Supreme Court of Canada
Gilbert v. The King, (1907) 38 S.C.R. 207
Date: 1907-02-01
Josiah Gilbert Appellant;
and
His Majesty the King Respondent.
1907: February 1.
Present:—Mr. Justice Davies, in Chambers.
ON APPEAL FROM THE SUPREME COURT OF THE NORTH WEST TERRITORIES.
Criminal law—Crown case reserved—Appeal—Extension of time for notice of appeal—"Criminal Code" s. 1024—Order after expiration of time for service of notice—Jurisdiction.
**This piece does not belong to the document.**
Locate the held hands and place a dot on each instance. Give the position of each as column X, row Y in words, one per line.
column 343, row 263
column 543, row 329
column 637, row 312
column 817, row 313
The power given by section 1024 of the "Criminal Code" (R.S.C. (1906) ch. 146) to a judge of the Supreme Court of Canada to extend the time for service on the Attorney-General of notice of an appeal in a reserved Crown case may be exercised after the expiration of the time limited by the code for the service of such notice. Banner v. Johnston (L.R. 5 H.L. 157) and Vaughan v. Richardson (17 Can. S.C.R. 703) followed.
APPLICATION, on behalf of the prisoner, for an order extending the time for the service of a notice of appeal from the judgment of the Supreme Court of the North-West Territories, affirming the conviction of the prisoner, Wetmore J. dissenting.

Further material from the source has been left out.